The ownership system is a core concept of Rust for ensuring memory safety at compile time. Each variable has an owner. Only one owner of a resource can exist at any given time.
Ownership is transferred (moved) when assigned or passed to a function. After transfer, the previous owner can no longer use the value:
let s = String::from("hello"); let t = s; // s is no longer accessible
Rust also distinguishes between borrowing (references).
&T is a read-only reference (borrow).&mut T is a mutable reference (mutable borrow), but only one can exist at a time.With these rules, Rust guarantees that data races, use-after-free errors, and other resource management issues will not occur.
Can there be more than one mutable reference (&mut T) at the same time for one value? Why?
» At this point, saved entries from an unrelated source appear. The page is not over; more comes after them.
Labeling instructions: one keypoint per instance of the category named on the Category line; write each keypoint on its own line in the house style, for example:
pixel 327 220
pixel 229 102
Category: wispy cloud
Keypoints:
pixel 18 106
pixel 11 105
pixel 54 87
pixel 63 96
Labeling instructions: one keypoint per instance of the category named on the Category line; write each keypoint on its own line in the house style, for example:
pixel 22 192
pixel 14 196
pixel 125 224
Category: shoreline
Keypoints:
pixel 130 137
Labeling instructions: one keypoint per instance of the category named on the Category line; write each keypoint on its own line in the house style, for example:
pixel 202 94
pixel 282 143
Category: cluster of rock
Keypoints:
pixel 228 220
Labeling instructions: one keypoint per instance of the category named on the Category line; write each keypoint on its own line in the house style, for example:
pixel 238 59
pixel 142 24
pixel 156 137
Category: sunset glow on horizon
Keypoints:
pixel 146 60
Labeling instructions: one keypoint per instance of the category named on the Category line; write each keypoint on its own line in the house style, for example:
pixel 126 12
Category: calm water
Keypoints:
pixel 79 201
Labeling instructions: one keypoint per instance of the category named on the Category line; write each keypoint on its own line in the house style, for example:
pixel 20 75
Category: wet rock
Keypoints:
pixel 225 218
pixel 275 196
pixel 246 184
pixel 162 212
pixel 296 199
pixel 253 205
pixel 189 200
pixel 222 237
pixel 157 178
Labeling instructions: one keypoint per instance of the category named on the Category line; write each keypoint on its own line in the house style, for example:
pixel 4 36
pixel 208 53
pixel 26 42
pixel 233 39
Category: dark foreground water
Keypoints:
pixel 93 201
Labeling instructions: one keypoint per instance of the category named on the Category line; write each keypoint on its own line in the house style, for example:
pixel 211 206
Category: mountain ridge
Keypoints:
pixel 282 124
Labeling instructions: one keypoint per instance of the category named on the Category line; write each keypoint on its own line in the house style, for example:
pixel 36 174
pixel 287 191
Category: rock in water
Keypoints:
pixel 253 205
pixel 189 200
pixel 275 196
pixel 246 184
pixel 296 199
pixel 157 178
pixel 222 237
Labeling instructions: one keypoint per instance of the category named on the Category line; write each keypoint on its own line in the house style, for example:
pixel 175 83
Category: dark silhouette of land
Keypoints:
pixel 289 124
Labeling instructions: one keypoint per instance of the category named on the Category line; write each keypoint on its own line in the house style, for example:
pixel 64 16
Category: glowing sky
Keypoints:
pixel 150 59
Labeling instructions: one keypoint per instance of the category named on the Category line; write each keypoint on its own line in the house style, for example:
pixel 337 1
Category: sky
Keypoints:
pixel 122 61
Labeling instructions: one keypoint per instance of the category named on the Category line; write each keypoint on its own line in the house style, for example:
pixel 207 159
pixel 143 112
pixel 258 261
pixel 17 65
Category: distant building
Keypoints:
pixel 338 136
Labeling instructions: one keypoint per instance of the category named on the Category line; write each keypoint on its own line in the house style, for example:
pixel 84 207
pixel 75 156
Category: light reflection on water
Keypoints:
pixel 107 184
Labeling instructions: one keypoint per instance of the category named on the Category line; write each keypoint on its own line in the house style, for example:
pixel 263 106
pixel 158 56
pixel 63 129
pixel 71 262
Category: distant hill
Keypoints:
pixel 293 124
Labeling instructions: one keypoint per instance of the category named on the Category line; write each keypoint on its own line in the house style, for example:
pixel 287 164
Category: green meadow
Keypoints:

Answer: No, at any given moment there can be either any number of immutable references or only one mutable reference. This prevents data races. Example of incorrect code:
let mut s = String::from("hi"); let r1 = &mut s; let r2 = &mut s; // compilation error!
Story
In one multithreaded project, a developer tried to store references to a mutable buffer without using ownership, which led to crashes (use-after-free) when the buffer was freed before the reference was done being used. Rust did not allow such code to compile, forcing an architectural change.
Story
At the start of a large Rust project, programmers migrated code from C++. They attempted to blend outdated habits of working with "raw" pointers, leading to resource ownership errors and continual panic from the borrow checker until the ownership architectural issue was resolved.
Story
In a string parsing library, errors with double freeing of memory were avoided only due to Rust's strict ownership system. A similar library in C++ led to hard-to-track bugs and memory leaks.